A white paper on population in 2013 made a number of assumptions about the productivity of Singaporean workers in order to calculate how many foreigners might be needed. It worked out that, even with the controversially high levels of immigration it projected, Singapore would have to reverse a long-term slide in productivity if it wanted to maintain GDP growth of 2-3% a year between now and 2030. Productivity grew at an annual average of 5.2% in the 1980s and 3.1% in the 1990s but just 1.8% in the 2000s. The White Paper set a target of a 2-3% annual increase in average productivity for 2010-30. If Singapore falls short of that target, it will have to get used either to slower economic growth or even more immigrants.
At the micro level, says Ravi Menon, managing director of the MAS, it is possible to see some “positive mindset shifts to increase efficiency”, but “the macro productivity numbers are still not showing it.” In 2013 productivity increased by just 0.3%, and last year it actually fell by 0.8%. Some of the structural changes being made to improve it—notably rebalancing the education system towards more vocational and skills training and greater emphasis on creativity—will take years to make a difference. But measures such as the establishment of a S$2 billion fund to help businesses innovate and automate, and an increase in the levies employers must pay to hire foreign workers, might have been expected to provide a boost already.

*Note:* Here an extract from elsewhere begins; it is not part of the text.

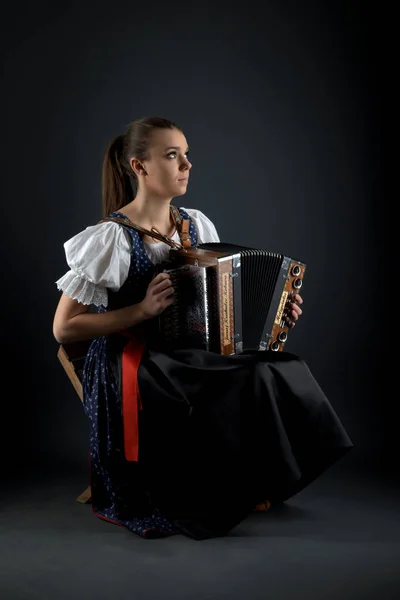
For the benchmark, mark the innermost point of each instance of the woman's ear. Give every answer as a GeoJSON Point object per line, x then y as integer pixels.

A big part of the solution, the government hopes, lies in cyberspace. Singapore has invested heavily in the infrastructure of the internet: exchanges and island-wide broadband access at home, and undersea cables that route much of the internet traffic between Japan and Europe through Singapore. But despite high internet usage and smartphone penetration, it scores less well on an “e-intensity” index developed by BCG, a consultancy, than countries such as South Korea, Denmark and even Britain. The index measures the availability of digital infrastructure, internet use by businesses, government and consumers, and spending on online commerce and advertising. Michael Meyer of BCG says Singapore falls short in three “output factors”—the adoption of e-commerce; the use of the internet in small and medium-sized enterprises; and in advertising spending.
One initiative that may help change that is the government’s “Smart Nation” drive, involving a further improvement of internet connectivity, the deployment of sensors all over the island to garner more big data and the use of those data to develop new applications. Some interesting ideas are in the works. In transport, these include point-to-point buses on commuting routes where demand is high, and driverless taxis for the “last mile” to the tube station; in health care there is already an app that alerts those trained in first aid of an emergency nearby; and in caring for the elderly, an alert might be sent to family or neighbours if, say, a tap has not been used for a while.
In the retail, hospitality and construction industries especially, the addiction to cheap foreign labour seems hard to kick. Government officials point to promising developments: online check-in for flights; restaurants offering iPads in lieu of waiters; supermarkets moving to self-checkout tills; security guards being replaced with cameras. But counter-examples are also legion: the handyman who used to do the job himself in 30 minutes but now employs two Sri Lankans to do it in an hour; the employers sometimes caught with “ghost” Singaporean workers on their books for whom they pay CPF contributions so they can get a foreign-worker quota. As one government official notes, it is a feature of inflection points that things can go either way.